Chick-fil-A Cole Slaw
A creamy, sweet-and-tangy Southern-style coleslaw that comes together fast and tastes even better after chilling.
Contributor: Uncle Ryan

Prep
5 min
Cook
2 hr chill
Temp
N/A
Yield
3 servings
Ingredients
- 1 cup mayonnaise (try ⅔ cup for a lighter dressing)
- 4 teaspoons vinegar (Ally recommends apple cider vinegar; Delaney thinks apple cider is too tangy, so white vinegar keeps it milder)
- ¼ cup sugar (try 3 tablespoons for a little less sweetness)
- ¼ teaspoon mustard powder
- ¼ teaspoon salt
- 2 bags slaw mix (14 ounces each)
Instructions
1In a large bowl, whisk together the mayonnaise, white vinegar, sugar, dry mustard, and kosher salt until smooth and fully combined.

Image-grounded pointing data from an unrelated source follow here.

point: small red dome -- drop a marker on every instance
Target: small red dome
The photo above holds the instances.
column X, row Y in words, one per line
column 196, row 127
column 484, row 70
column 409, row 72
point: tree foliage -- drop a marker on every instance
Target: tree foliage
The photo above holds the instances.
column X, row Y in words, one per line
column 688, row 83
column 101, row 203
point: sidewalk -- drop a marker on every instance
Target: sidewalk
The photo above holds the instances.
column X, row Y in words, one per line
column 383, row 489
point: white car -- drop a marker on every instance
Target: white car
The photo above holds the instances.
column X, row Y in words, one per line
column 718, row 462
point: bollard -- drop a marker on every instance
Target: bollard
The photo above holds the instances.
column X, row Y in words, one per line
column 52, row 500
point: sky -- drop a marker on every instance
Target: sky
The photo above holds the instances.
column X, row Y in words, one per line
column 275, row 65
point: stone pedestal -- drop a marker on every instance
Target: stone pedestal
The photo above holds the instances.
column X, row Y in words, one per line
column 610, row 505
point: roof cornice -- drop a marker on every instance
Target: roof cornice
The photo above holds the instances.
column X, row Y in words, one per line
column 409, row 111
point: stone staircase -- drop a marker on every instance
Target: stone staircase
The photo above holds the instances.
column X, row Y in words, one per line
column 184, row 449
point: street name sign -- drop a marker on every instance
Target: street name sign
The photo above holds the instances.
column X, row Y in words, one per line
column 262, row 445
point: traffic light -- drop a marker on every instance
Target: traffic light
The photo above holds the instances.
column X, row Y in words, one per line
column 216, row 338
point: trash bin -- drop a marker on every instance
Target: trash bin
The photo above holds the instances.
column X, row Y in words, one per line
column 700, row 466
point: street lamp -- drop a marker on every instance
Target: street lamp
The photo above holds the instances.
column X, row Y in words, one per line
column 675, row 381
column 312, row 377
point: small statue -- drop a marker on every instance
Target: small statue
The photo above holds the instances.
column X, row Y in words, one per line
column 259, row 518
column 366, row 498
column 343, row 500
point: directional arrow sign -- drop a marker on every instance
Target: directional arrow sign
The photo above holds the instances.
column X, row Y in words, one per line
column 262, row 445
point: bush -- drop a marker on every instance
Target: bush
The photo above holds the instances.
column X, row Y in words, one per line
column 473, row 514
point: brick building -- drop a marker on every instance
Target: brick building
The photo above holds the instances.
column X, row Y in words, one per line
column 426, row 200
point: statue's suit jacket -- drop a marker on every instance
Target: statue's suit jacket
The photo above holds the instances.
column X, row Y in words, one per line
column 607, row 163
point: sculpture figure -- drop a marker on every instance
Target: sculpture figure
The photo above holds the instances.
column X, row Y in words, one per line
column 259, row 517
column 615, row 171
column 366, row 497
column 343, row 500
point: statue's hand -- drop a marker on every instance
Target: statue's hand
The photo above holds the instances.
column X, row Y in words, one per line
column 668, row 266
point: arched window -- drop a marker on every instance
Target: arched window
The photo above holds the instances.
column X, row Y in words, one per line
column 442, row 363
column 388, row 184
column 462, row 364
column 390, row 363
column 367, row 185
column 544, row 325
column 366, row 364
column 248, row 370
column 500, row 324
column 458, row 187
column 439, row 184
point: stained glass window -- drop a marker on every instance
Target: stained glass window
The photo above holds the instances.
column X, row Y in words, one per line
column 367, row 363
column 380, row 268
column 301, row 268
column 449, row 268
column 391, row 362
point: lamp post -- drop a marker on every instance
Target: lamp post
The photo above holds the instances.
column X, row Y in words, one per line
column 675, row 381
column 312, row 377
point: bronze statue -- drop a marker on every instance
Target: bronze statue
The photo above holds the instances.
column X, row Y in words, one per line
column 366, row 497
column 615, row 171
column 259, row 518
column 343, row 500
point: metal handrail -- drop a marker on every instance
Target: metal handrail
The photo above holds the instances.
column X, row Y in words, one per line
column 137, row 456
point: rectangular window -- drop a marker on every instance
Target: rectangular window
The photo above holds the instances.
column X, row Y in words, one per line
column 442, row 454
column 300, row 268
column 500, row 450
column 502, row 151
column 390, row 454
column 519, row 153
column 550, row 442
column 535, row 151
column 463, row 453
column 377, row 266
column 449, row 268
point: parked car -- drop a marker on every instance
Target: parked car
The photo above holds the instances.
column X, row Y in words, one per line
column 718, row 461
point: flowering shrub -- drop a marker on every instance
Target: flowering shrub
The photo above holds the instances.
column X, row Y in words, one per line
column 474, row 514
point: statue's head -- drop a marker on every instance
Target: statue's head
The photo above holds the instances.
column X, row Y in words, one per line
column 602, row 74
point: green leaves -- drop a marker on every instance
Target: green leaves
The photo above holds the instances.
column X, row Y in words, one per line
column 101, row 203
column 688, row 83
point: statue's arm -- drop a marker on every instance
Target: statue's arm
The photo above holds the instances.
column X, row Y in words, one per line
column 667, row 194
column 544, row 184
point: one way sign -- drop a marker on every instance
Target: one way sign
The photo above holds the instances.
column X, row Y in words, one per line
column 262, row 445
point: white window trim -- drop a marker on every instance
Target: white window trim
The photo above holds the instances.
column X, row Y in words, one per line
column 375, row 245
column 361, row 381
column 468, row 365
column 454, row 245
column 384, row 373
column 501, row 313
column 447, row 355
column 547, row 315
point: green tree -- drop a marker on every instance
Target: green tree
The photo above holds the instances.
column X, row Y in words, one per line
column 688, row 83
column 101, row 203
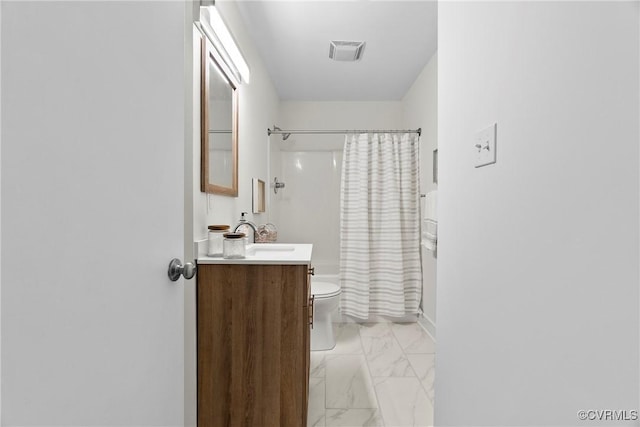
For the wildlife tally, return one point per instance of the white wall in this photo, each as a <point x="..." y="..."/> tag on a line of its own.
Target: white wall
<point x="308" y="208"/>
<point x="538" y="254"/>
<point x="420" y="110"/>
<point x="258" y="109"/>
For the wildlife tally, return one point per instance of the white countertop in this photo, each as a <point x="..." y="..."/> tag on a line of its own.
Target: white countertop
<point x="263" y="253"/>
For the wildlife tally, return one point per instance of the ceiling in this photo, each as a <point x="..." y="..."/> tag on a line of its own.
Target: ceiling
<point x="293" y="39"/>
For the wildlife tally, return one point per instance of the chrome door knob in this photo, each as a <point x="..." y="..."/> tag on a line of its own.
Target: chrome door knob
<point x="188" y="270"/>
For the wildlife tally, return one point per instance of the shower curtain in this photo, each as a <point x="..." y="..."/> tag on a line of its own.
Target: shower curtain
<point x="380" y="268"/>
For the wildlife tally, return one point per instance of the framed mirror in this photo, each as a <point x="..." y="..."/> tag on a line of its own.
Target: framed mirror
<point x="219" y="126"/>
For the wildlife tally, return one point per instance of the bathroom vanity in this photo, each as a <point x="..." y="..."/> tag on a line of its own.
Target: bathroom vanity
<point x="253" y="344"/>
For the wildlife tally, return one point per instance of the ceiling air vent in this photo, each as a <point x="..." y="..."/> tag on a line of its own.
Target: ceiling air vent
<point x="345" y="51"/>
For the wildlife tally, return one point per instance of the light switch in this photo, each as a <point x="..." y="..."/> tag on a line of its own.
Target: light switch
<point x="485" y="146"/>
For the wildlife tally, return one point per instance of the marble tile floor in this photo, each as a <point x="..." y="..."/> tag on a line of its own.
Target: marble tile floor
<point x="379" y="374"/>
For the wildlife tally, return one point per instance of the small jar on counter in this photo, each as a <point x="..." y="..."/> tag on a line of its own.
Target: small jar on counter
<point x="216" y="236"/>
<point x="234" y="245"/>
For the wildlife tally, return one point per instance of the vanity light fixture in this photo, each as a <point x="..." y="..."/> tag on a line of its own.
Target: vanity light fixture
<point x="217" y="32"/>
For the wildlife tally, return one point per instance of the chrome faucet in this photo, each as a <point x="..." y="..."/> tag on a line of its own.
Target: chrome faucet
<point x="244" y="221"/>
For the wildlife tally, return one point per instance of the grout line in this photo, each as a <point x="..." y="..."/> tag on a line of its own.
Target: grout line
<point x="375" y="392"/>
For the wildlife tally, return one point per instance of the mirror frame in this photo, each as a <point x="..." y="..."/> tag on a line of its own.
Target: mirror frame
<point x="209" y="57"/>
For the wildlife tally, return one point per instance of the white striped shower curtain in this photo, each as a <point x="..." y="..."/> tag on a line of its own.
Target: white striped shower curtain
<point x="380" y="268"/>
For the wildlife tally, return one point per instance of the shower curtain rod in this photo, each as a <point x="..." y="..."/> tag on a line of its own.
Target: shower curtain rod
<point x="284" y="132"/>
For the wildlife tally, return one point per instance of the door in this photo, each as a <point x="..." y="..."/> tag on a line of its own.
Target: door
<point x="92" y="175"/>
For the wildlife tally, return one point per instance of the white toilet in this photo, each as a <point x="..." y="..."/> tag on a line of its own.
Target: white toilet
<point x="326" y="296"/>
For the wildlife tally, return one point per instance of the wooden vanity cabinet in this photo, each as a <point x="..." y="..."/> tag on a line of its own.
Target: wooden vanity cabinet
<point x="253" y="345"/>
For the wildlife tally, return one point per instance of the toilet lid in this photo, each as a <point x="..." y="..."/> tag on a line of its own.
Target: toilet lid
<point x="324" y="289"/>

2Add the shredded coleslaw mix to the bowl with the dressing.
3Toss everything together until all of the cabbage and carrots are evenly coated with the creamy dressing.
4Cover and refrigerate for at least 2 hours or overnight so the cabbage softens slightly and the flavors blend together.

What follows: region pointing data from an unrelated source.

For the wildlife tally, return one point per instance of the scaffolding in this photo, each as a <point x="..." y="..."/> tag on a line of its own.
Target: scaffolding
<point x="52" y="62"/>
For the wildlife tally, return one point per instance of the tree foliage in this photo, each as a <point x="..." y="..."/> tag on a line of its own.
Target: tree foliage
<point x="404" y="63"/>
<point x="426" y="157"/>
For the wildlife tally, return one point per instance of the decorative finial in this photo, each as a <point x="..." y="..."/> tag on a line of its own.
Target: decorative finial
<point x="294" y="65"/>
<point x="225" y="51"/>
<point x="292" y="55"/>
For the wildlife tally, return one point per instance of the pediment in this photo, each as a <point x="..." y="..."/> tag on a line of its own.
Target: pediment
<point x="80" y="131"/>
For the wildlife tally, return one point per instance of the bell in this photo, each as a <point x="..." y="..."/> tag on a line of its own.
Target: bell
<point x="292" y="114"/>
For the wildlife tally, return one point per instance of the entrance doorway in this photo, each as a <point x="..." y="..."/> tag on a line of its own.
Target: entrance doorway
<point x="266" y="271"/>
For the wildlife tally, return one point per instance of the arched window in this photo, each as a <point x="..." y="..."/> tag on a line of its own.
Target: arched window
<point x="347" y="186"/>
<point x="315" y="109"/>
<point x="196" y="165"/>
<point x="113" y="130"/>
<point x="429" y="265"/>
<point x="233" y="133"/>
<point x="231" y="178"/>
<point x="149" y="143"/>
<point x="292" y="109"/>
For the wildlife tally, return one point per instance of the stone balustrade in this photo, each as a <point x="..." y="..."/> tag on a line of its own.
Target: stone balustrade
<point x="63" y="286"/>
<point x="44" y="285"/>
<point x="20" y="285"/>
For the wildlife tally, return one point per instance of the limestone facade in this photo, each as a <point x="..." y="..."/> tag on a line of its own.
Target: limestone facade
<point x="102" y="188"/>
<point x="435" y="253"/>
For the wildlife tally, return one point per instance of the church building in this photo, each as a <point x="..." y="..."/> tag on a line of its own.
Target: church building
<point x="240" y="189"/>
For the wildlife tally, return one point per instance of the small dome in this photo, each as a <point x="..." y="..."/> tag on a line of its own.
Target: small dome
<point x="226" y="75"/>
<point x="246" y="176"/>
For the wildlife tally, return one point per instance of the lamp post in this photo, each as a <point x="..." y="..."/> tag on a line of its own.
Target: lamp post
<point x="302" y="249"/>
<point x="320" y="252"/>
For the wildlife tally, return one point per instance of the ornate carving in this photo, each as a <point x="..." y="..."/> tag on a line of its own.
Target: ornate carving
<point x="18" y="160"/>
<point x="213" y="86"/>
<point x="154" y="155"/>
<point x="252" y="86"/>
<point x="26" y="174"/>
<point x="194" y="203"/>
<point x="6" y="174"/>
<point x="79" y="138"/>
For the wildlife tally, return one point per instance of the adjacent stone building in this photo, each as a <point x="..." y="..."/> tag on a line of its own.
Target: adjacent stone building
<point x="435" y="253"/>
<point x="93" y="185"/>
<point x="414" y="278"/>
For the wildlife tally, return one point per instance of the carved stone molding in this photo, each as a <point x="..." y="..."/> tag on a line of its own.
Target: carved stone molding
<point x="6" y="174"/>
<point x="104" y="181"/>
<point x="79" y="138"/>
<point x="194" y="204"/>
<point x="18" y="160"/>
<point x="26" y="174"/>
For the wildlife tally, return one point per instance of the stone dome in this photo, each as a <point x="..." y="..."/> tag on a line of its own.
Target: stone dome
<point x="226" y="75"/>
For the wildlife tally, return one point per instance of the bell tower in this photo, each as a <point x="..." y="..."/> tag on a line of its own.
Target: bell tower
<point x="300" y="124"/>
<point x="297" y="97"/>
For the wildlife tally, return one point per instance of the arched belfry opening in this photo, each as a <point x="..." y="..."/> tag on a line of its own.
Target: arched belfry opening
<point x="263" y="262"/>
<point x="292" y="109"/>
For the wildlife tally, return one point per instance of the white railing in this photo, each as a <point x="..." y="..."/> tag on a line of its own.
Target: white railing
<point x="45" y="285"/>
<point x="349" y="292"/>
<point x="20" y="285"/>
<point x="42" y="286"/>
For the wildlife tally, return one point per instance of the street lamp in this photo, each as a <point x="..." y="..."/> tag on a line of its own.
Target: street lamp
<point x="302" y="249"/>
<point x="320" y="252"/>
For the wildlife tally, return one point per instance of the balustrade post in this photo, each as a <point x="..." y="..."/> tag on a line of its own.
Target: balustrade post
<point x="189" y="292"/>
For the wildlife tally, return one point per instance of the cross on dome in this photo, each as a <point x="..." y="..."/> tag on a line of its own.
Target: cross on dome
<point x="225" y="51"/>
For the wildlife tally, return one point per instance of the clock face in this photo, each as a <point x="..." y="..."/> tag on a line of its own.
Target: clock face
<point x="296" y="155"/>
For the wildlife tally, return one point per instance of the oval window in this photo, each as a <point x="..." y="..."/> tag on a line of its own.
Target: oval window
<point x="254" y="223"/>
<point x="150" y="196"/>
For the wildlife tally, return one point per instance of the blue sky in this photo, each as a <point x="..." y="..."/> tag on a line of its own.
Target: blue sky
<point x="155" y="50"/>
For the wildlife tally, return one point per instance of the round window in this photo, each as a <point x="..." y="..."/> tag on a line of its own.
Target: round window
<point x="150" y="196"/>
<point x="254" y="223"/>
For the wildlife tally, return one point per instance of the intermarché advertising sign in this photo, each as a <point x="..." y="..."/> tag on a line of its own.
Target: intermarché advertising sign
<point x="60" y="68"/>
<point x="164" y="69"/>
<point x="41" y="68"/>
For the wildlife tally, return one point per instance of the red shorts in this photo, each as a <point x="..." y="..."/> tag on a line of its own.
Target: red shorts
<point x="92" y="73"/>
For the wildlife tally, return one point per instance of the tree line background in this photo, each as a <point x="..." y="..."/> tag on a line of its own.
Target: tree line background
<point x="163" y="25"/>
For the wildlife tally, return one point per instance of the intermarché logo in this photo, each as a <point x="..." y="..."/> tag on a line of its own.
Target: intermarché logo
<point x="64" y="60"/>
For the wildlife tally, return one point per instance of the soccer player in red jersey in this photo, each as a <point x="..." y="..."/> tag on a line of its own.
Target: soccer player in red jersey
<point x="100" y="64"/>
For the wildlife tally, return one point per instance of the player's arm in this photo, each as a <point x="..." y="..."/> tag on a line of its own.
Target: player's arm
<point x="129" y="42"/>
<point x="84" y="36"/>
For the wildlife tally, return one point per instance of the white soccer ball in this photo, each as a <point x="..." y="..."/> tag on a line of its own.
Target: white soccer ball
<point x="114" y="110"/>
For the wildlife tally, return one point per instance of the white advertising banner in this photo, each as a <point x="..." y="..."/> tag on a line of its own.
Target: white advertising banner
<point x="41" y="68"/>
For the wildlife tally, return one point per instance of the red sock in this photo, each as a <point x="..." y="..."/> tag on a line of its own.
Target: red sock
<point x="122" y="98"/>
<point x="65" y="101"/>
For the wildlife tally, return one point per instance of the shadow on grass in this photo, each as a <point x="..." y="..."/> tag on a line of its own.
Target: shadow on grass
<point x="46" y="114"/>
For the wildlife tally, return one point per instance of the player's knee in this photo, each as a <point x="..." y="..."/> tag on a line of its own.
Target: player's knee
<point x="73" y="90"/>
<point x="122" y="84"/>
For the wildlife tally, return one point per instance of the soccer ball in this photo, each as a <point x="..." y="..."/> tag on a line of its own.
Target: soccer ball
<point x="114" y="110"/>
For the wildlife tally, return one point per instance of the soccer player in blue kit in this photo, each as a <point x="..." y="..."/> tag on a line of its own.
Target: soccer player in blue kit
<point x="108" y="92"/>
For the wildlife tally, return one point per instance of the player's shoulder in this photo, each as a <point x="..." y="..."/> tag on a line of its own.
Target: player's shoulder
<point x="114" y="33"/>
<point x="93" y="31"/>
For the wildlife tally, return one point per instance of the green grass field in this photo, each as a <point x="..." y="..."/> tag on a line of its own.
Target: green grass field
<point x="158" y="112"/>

5Stir the coleslaw once more before serving and enjoy chilled alongside barbecue, pulled pork sandwiches, fried chicken, burgers, or other family dinner favorites.
Tips & Variations
- For a lighter version, replace part of the mayonnaise with plain Greek yogurt.
- Finely chopped cabbage and carrots create a texture closer to the original restaurant-style version.
- Using bagged coleslaw mix instead of shredding cabbage and carrots yourself saves a lot of prep time.
- This coleslaw can be made a day ahead for even better flavor.
- Serve chilled alongside barbecue, fried chicken, burgers, or pulled pork sandwiches.